Começaria tudo outra vez, se preciso fosse
Recebi o release e tratei de escrever rápido para impressionar o chefe. Depois, colei o ouvido no rádio para escutar meu primeiro produto jornalístico: uma notinha sobre a programação cultural do Centro Calouste Golbenkian, na Praça 11, no Rio.
Era 31 de agosto de 1987, meu primeiro dia de estágio na Rádio Estácio FM, que pertencia à atual Universidade Estácio de Sá, onde eu cursava jornalismo. Pelo estágio, o meu primeiro, ganhei uma bolsa de estudos.
Mesmo que ali eu fosse um estagiário totalmente cru, considero esse dia o início de minha vida profissional. Portanto, estou fazendo 25 anos de jornalismo.
Cabe, aqui, a velha frase: se me fosse permitido voltar no tempo, não escolheria outra profissão.
O deslumbramento do início foi gastando com os anos (nada que seja privilégio do jornalismo). Diversas vezes entrei em crise profissional. Por causa disso, como tantos outros, sonhei em ser dono de pousada na serra e tentei virar funcionário público. Felizmente a vida sempre me levou para o que eu, definitivamente, gosto e sei fazer: produzir e escrever notícia, mesmo que eu não seja totalmente realizado. E desconfio de quem diz, em qualquer ofício, que o é. Soa-me falso.

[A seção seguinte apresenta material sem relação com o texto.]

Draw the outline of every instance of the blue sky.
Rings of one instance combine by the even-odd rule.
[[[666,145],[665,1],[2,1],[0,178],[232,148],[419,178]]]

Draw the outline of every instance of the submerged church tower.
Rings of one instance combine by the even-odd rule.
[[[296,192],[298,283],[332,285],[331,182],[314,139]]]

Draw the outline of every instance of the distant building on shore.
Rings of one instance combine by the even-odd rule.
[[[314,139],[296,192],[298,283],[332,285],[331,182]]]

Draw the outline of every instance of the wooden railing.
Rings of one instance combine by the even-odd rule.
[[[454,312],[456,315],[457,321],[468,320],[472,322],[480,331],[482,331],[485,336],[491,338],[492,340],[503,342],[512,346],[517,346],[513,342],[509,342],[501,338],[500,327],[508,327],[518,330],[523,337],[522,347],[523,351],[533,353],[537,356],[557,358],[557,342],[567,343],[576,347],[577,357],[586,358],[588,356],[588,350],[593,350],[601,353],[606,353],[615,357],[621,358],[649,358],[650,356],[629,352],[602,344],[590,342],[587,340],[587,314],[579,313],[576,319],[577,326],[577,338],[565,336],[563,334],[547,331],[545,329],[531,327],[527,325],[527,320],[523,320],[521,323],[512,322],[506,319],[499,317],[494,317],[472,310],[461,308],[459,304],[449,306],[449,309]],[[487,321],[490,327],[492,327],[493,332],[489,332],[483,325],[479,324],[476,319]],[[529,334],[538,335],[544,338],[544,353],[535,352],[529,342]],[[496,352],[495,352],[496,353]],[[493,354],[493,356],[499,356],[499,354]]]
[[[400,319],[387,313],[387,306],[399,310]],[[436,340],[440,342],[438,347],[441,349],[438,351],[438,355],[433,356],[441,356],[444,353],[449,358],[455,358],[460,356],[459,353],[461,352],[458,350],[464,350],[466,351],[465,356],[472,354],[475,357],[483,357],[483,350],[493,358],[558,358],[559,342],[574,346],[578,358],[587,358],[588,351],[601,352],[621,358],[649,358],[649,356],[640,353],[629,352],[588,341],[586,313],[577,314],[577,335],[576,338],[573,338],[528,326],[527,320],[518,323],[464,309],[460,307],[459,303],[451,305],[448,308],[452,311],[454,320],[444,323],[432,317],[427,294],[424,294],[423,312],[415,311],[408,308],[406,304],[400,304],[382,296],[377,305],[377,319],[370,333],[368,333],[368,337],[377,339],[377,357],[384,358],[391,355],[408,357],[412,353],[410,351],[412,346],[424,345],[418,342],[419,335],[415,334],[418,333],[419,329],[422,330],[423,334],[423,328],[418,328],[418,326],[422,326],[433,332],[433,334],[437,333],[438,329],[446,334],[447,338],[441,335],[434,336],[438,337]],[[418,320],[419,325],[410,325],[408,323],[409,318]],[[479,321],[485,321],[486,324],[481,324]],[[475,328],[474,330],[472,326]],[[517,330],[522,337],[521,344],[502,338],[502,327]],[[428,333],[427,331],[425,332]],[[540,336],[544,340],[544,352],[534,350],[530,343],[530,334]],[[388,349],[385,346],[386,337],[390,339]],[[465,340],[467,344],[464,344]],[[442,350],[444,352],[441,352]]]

O jornalismo não me deu apenas o ganha-pão, um nome projetado ou a chance de ver ao vivo a história acontecer (meninos, eu cobri a queda do Collor e a posse do Lula!). O jornalismo ajudou a modelar o meu caráter, consolidou ou desfez convicções, limpou minhas vistas para bem enxergar a realidade.
Jamais esquecerei o dia em que saí de casa para trabalhar de mal com o mundo, irritado com o salário baixo que não me deixava ter carro. Naquele dia, na porta de uma delegacia em rebelião, vi uma mulher com a filha pequena no colo recolher do lixo a comida que os presos jogaram fora. A escória também tinha uma subclasse e eu não sabia. O que eu era ali? Um babaca reclamando sem motivo da vida. Não fosse a vivência na reportagem, não teria recebido essa e outras lições.
Mesmo com os interesses empresariais de meus ex-patrões, jamais produzi algo que não contivesse exclusivamente o interesse público. Nada que fiz, em todo esse tempo, foi ao ar (sou um cara de mídia eletrônica) carregando algum interesse particular meu, por menor que fosse. Nunca entrevistei ninguém em troca de nada. Ganhei convites e presentes, e tantas vezes não entrevistei quem me ofereceu. Entrevistei centenas de pessoas de diversos ramos, que sequer me deram um muito obrigado. Tudo porque meu critério sempre foi: é notícia? é importante? então, ok, vamos fazer! Nada além disso para balizar um assunto.
A consequência desse comportamento é um carro com cinco anos de uso, um apartamento num prédio sem elevador e roupas mais ou menos, compradas à prestação.
E também uma consciência tranquila que me deixa olhar nos olhos minhas filhas e dormir a noite inteira.